In March 1953, after his sentence ended, Solzhenitsyn was sent to internal exile for life at Kok-Terek among the northeastern region of Kazakhstan, very close to the current border with Russia, as was ordinary for political prisoners. His undiagnosed cancer spread until, by the end of the year, he was close to death. In 1954, he was permitted to be treated in a hospital in Tashkent, where his tumor went into remission.

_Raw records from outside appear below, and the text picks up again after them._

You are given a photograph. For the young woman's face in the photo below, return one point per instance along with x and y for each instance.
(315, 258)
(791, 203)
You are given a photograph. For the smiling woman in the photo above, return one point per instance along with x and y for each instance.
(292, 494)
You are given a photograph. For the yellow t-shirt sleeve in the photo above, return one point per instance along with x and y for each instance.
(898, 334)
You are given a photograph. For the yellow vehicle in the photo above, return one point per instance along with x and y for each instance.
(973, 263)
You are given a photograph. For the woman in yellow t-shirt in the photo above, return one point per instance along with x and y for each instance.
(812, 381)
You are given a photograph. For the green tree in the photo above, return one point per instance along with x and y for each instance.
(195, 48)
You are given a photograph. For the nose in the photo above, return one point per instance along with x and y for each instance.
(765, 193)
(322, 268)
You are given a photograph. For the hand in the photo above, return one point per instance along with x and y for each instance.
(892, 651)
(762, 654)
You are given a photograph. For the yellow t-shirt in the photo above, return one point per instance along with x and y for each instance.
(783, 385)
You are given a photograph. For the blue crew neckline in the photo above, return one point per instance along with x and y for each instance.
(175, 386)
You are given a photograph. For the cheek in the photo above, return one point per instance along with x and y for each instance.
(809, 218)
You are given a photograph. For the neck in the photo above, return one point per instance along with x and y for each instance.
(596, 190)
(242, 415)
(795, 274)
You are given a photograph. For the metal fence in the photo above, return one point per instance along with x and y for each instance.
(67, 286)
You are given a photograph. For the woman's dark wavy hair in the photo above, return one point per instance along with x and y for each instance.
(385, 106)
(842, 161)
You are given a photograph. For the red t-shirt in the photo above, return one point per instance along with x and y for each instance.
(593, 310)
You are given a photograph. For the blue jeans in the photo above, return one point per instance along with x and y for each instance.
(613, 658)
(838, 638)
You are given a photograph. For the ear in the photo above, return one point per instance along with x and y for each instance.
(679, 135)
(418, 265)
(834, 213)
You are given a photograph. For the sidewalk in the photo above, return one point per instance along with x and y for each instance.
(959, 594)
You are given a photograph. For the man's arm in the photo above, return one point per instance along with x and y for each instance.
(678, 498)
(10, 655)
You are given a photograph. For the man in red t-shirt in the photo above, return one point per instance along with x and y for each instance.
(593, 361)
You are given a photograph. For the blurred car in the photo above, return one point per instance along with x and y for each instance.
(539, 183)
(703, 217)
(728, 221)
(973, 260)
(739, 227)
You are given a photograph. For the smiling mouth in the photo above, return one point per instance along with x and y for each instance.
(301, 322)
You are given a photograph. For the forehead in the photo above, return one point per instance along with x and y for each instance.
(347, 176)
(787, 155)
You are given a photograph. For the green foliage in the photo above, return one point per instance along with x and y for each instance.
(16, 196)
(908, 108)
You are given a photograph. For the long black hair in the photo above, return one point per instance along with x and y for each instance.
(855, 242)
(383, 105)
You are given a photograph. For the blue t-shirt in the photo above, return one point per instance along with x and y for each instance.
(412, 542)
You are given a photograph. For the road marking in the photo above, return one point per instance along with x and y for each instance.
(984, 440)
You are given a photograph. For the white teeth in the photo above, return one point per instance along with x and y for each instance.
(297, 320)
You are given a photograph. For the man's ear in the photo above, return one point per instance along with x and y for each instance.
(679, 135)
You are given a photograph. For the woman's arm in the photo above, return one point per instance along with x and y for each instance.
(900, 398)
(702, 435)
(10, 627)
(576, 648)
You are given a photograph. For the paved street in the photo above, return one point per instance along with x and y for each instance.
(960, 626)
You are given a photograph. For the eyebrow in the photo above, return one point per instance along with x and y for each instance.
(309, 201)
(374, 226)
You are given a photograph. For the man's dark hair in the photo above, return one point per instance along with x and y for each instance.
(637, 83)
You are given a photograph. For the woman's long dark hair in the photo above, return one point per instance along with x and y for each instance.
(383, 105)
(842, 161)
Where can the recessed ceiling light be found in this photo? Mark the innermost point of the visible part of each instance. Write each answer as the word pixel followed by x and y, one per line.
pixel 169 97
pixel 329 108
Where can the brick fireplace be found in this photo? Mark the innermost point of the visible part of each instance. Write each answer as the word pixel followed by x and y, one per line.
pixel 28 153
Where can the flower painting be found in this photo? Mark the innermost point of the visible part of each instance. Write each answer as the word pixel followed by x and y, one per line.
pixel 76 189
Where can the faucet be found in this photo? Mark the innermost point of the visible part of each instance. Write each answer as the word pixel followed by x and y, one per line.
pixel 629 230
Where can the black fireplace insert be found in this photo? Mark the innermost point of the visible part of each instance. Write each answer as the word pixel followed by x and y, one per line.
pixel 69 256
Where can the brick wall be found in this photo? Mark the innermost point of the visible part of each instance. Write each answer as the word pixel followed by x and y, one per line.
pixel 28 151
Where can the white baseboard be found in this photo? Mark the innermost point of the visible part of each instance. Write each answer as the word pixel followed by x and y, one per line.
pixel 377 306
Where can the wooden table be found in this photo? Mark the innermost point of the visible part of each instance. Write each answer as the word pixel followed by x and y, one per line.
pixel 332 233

His experiences there became the starting place of his innovative Cancer Ward and also found an echo inside the short account "The Right Hand." It was all over this decade of imprisonment and exile that Solzhenitsyn abandoned Marxism and developed the philosophical and religious positions of his successive life, gradually becoming a philosophically-minded Christian as a occasion of his event in prison as well as the camps.[25][26][27] He repented for some of his actions as a Red Army captain, and in prison compared himself to the perpetrators of the Gulag: "I remember myself in my captain's shoulder boards along with the forward march of my battery through East Prussia, enshrouded in fire, and I say: 'So were we any more?'" His transformation is described at some length within the fourth part of The Gulag Archipelago ("The Soul and Barbed Wire"). The picture poem The Trail (written without improvement of pen or paper in prison and camps between 1947 and 1952) and the 28 poems composed in prison, forced-labour camp, and exile also provide de rigueur material for familiarity Solzhenitsyn's intellectual and spiritual odyssey all over this homework. These "early" works, largely unknown in the West, were published for the first time in Russian in 1999 and excerpted in English in 2006.[28][29]
Marriages and kids[edit] On 7 April 1940, while at the university, Solzhenitsyn married Natalia Alekseevna Reshetovskaya.[30] They had just once more a year of married life before he went into the army, then to the Gulag. They divorced in 1952, a year before his exclusion, because wives of Gulag prisoners challenged loss of toil or home permits. After the end of his internal exile, they remarried in 1957,[31] divorcing a second time in 1972.
The successive year Solzhenitsyn married his second wife, Natalia Dmitrievna Svetlova, a mathematician who had a son from a brief prior marriage.[32] He and Svetlova (born 1939) had three sons: Yermolai (1970), Ignat (1972), and Stepan (1973).[33]
Solzhenitsyn's adopted son Dmitri Turin died on March 18, 1994, age 32 in Cavendish, Vermont, shortly before he could return with his father to Russia.[34]